Simple sabotage startup manual

The OSS (now the CIA) once released a guide called Simple Sabotage Field Manual on how to sabotage an organization. That historical document was originally published in 1944, for use by OSS agents in motivating potential foreign saboteurs. The booklet contains instructions for destabilizing progress and productivity by non-violent means. Moreover, is separated into headings that correspond to specific audiences, including: “Organizations and Conferences”, “Managers and Supervisors” and “Employees”.

In this post, I want to extrapolate that manual to the startup environment. You should use this as a tool to detect red flags in your organization and a way to understand how to avoid getting there.

Think about this booklet as the anti-agile startup manifesto.

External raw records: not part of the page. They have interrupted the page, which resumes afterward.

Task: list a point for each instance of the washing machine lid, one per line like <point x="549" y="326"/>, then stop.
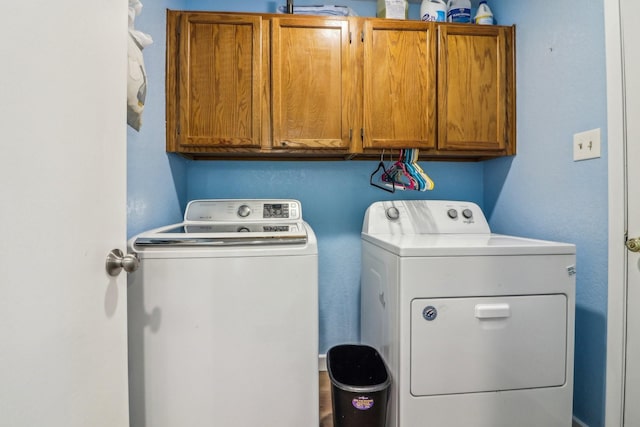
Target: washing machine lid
<point x="444" y="228"/>
<point x="230" y="223"/>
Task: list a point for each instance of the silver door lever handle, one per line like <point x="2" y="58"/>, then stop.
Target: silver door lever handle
<point x="116" y="261"/>
<point x="633" y="244"/>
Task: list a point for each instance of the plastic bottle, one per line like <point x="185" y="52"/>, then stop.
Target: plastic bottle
<point x="459" y="11"/>
<point x="433" y="10"/>
<point x="484" y="15"/>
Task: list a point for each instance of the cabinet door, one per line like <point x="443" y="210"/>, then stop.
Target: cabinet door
<point x="216" y="81"/>
<point x="399" y="84"/>
<point x="310" y="83"/>
<point x="475" y="89"/>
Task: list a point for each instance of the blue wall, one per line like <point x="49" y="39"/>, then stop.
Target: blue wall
<point x="540" y="192"/>
<point x="334" y="197"/>
<point x="156" y="183"/>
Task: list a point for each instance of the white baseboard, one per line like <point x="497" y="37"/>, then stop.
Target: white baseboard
<point x="322" y="362"/>
<point x="578" y="423"/>
<point x="322" y="366"/>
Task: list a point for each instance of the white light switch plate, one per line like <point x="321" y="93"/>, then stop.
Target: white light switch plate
<point x="586" y="145"/>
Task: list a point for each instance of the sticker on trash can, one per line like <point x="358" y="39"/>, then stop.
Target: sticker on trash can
<point x="362" y="403"/>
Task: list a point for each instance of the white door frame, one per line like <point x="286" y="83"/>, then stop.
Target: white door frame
<point x="616" y="311"/>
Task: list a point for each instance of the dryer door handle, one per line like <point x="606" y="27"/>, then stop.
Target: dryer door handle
<point x="492" y="311"/>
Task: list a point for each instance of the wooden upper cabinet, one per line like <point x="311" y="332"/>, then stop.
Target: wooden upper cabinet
<point x="399" y="105"/>
<point x="476" y="92"/>
<point x="291" y="86"/>
<point x="214" y="81"/>
<point x="310" y="81"/>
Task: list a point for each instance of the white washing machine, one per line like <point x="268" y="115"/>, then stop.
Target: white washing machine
<point x="476" y="328"/>
<point x="223" y="318"/>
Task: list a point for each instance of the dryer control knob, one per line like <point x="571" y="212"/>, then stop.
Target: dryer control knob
<point x="244" y="211"/>
<point x="393" y="213"/>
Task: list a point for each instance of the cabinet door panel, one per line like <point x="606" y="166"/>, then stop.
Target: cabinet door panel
<point x="399" y="85"/>
<point x="310" y="83"/>
<point x="472" y="88"/>
<point x="220" y="80"/>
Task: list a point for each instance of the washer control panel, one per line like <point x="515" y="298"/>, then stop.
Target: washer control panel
<point x="243" y="210"/>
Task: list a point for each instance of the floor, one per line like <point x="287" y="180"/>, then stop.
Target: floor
<point x="326" y="414"/>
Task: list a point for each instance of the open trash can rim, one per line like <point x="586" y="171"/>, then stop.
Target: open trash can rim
<point x="356" y="388"/>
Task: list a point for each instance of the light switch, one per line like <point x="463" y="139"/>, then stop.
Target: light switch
<point x="586" y="145"/>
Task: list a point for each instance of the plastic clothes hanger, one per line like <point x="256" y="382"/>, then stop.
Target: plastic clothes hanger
<point x="381" y="182"/>
<point x="400" y="175"/>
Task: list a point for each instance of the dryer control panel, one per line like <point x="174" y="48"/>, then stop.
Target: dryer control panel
<point x="425" y="217"/>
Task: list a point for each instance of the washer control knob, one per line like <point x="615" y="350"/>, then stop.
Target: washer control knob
<point x="244" y="211"/>
<point x="393" y="213"/>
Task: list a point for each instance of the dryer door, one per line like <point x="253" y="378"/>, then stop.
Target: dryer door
<point x="467" y="345"/>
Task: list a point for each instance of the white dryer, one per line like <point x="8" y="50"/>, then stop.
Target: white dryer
<point x="476" y="328"/>
<point x="223" y="318"/>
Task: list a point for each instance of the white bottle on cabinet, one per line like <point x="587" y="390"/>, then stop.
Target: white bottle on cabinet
<point x="433" y="10"/>
<point x="484" y="16"/>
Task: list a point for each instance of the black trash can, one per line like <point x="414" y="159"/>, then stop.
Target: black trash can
<point x="359" y="386"/>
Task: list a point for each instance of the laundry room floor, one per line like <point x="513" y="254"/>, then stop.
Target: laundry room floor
<point x="326" y="415"/>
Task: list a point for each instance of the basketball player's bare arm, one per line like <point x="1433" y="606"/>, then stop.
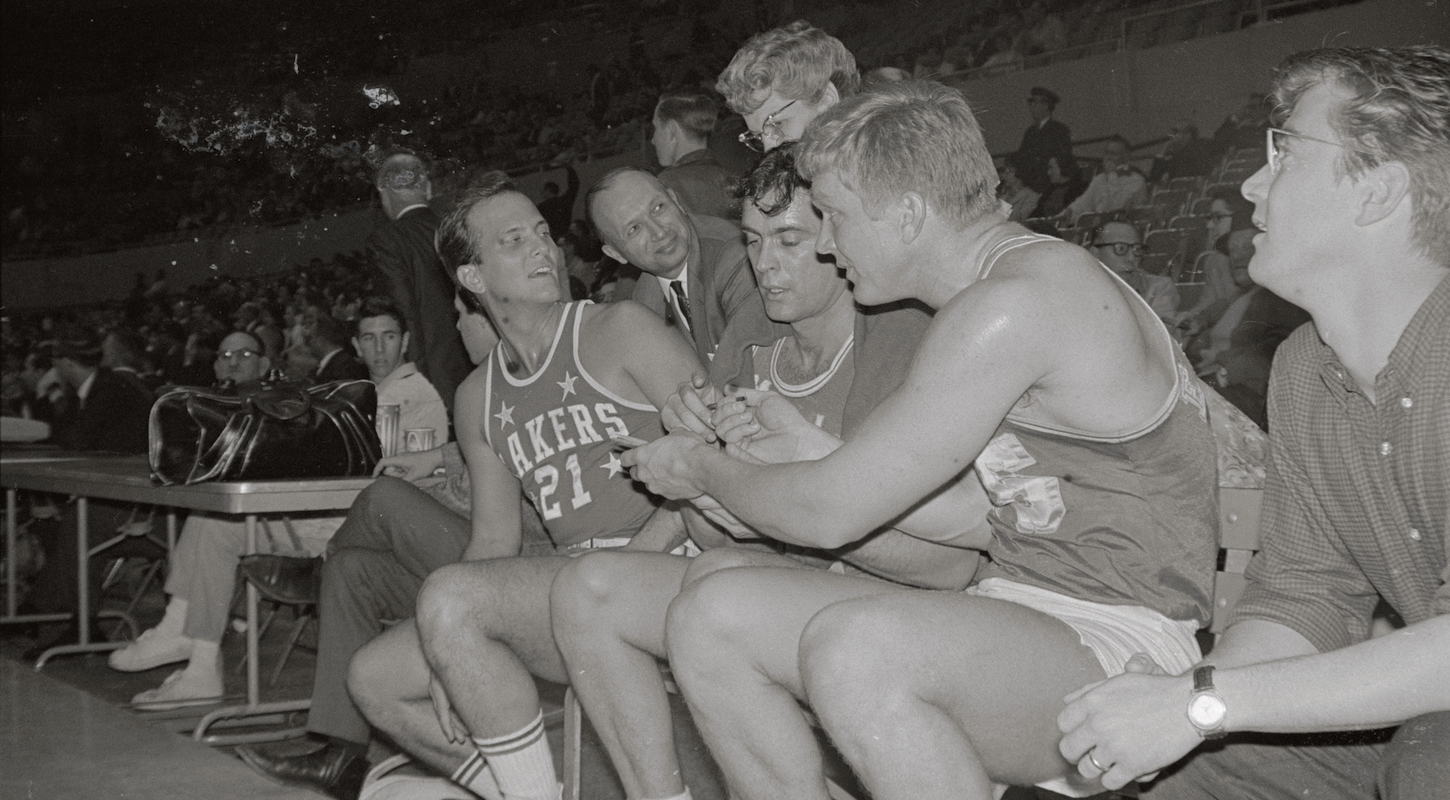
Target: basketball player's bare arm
<point x="496" y="523"/>
<point x="1065" y="335"/>
<point x="635" y="354"/>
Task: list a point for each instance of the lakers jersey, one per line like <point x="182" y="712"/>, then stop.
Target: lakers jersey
<point x="1128" y="519"/>
<point x="554" y="432"/>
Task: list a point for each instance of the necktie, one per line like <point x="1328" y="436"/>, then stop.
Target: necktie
<point x="683" y="303"/>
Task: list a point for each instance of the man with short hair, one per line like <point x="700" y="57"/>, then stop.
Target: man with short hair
<point x="1044" y="139"/>
<point x="683" y="122"/>
<point x="1120" y="248"/>
<point x="608" y="607"/>
<point x="1118" y="186"/>
<point x="328" y="341"/>
<point x="1083" y="423"/>
<point x="403" y="265"/>
<point x="380" y="342"/>
<point x="538" y="418"/>
<point x="1355" y="229"/>
<point x="698" y="277"/>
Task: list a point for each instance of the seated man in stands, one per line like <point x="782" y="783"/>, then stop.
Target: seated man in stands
<point x="1352" y="206"/>
<point x="698" y="274"/>
<point x="1083" y="422"/>
<point x="203" y="565"/>
<point x="1120" y="248"/>
<point x="683" y="122"/>
<point x="399" y="529"/>
<point x="537" y="419"/>
<point x="609" y="606"/>
<point x="1118" y="186"/>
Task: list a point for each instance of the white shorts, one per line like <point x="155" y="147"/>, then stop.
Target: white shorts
<point x="1112" y="632"/>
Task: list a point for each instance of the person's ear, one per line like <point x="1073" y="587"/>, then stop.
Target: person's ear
<point x="470" y="277"/>
<point x="616" y="255"/>
<point x="1384" y="189"/>
<point x="911" y="216"/>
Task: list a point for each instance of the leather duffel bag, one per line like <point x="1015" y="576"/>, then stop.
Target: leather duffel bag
<point x="270" y="431"/>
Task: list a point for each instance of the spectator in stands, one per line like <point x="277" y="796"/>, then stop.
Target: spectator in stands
<point x="1065" y="183"/>
<point x="380" y="342"/>
<point x="1244" y="128"/>
<point x="558" y="207"/>
<point x="683" y="121"/>
<point x="1241" y="332"/>
<point x="1183" y="155"/>
<point x="1017" y="193"/>
<point x="1117" y="187"/>
<point x="783" y="78"/>
<point x="328" y="341"/>
<point x="1120" y="248"/>
<point x="1043" y="141"/>
<point x="934" y="694"/>
<point x="699" y="277"/>
<point x="1353" y="207"/>
<point x="402" y="265"/>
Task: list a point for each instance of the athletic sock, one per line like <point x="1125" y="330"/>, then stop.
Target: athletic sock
<point x="174" y="619"/>
<point x="522" y="764"/>
<point x="476" y="776"/>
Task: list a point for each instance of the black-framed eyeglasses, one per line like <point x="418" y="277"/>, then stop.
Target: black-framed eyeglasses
<point x="767" y="126"/>
<point x="1272" y="144"/>
<point x="1121" y="248"/>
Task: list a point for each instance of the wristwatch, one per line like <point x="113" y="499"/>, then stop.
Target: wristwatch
<point x="1205" y="707"/>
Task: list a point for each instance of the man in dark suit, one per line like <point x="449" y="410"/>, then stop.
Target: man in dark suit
<point x="403" y="265"/>
<point x="698" y="277"/>
<point x="1046" y="138"/>
<point x="328" y="339"/>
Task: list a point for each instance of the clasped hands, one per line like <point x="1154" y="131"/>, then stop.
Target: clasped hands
<point x="1128" y="726"/>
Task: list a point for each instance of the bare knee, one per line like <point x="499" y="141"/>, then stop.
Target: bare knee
<point x="1417" y="760"/>
<point x="706" y="622"/>
<point x="447" y="602"/>
<point x="585" y="592"/>
<point x="715" y="560"/>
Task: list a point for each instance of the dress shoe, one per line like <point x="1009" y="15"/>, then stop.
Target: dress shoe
<point x="284" y="578"/>
<point x="150" y="650"/>
<point x="332" y="768"/>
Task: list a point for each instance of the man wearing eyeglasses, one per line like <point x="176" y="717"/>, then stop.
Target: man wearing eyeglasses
<point x="1120" y="248"/>
<point x="1352" y="210"/>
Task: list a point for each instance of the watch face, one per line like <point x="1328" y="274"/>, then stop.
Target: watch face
<point x="1207" y="712"/>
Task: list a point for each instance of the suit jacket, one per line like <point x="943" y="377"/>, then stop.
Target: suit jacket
<point x="721" y="286"/>
<point x="702" y="184"/>
<point x="342" y="367"/>
<point x="1053" y="139"/>
<point x="115" y="416"/>
<point x="403" y="265"/>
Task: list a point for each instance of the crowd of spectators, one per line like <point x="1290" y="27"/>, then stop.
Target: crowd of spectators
<point x="199" y="161"/>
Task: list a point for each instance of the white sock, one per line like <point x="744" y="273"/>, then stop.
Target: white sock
<point x="476" y="777"/>
<point x="203" y="655"/>
<point x="174" y="619"/>
<point x="522" y="764"/>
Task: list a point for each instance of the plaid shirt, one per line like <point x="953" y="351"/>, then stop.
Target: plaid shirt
<point x="1357" y="497"/>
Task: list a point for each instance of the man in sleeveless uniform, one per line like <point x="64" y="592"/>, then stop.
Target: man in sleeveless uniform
<point x="538" y="418"/>
<point x="609" y="606"/>
<point x="1041" y="371"/>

Organizations and Conferences

  1. Insist on doing everything through “channels”. Never permit short-cuts to be taken in order to, expedite decisions.
  2. Make “speeches”. Talk as frequently as possible and at great length. Illustrate your “points” by long anecdotes and accounts of personal experiences. Never hesitate to make a few appropriate “patriotic” comments.
  3. When possible, refer all matters to committees, for “further study and consideration”. Attempt to make the committees as large as possible - never less than five.
  4. Bring up irrelevant issues as frequently as possible.
  5. Haggle over precise wordings of communications, minutes, resolutions.
  6. Refer back to matters decided upon at the last meeting and attempt to reopen the question of the advisability of that decision.
  7. Advocate “caution”. Be “reasonable” and urge your fellow-conferees to be “reasonable” and avoid haste which might result in embarrassments or difficulties later on.
  8. Be worried about the propriety of any decision. Raise the question of whether such action as is contemplated lies within the jurisdiction of the group or whether it might conflict with the policy of some higher echelon.

Managers and Supervisors

  1. Demand written orders.
  2. “Misunderstand” orders. Ask endless questions or engage in long correspondence about such orders.
  3. Do everything possible to delay the delivery of orders. Even though parts of an order may be ready beforehand, don’t deliver it until it is completely ready.
  4. Don’t order new working materials until your current stocks have been virtually exhausted so that the slightest delay in filling your order will mean a shutdown.
  5. Order high-quality materials which are hard to get. If you don’t get them argue about it. Warn that inferior materials will mean inferior work.
  6. In making work assignments, always sign out the unimportant jobs first. See that the important jobs are assigned to inefficient workers of poor machines.
  7. Insist on perfect work in relatively unimportant products; send back for refinishing those which have the least flaw. Approve other defective parts whose flaws are not visible to the naked eye.
  8. Make mistakes in routing so that parts and materials will be sent to the wrong place in the plant.
  9. When training new workers, give incomplete or misleading instructions.
  10. To lower morale and with it, production, be pleasant to inefficient workers; give them undeserved promotions. Discriminate against efficient workers; complain unjustly about their work.
  11. Hold conferences when there is more critical work to be done.
  12. Multiply paperwork in plausible ways.
  13. Multiply the procedures and clearances involved in issuing instructions, paychecks, and so on. See that three people have to approve everything where one would do.
  14. Apply all regulations to the last letter.

Employees

  1. Work slowly. Think out ways to increase the number of movements necessary on your job.
  2. Contrive as many interruptions to your work as you can.
  3. Even if you understand the language pretend to not to understand instructions in a foreign tongue.
  4. Pretend that instructions are hard to understand, and ask to have them repeated more than once. Or pretend that you are particularly anxious to do your work, and pester the foreman with unnecessary questions.
  5. Do your work poorly and blame it on bad tools, machinery, or equipment. Complain that these things are preventing you from doing your job right.
  6. Never pass on your skill and experience to a new or less skillful worker.
  7. Snarl up administration in every possible way. Fill out forms illegible so that they will have to be done over; make mistakes or omit requested information in forms.
  8. If possible, join or help organize a group for presenting employee problems to the management.
  9. Misroute materials.
  10. Mix good parts with unusable scrap and rejected parts.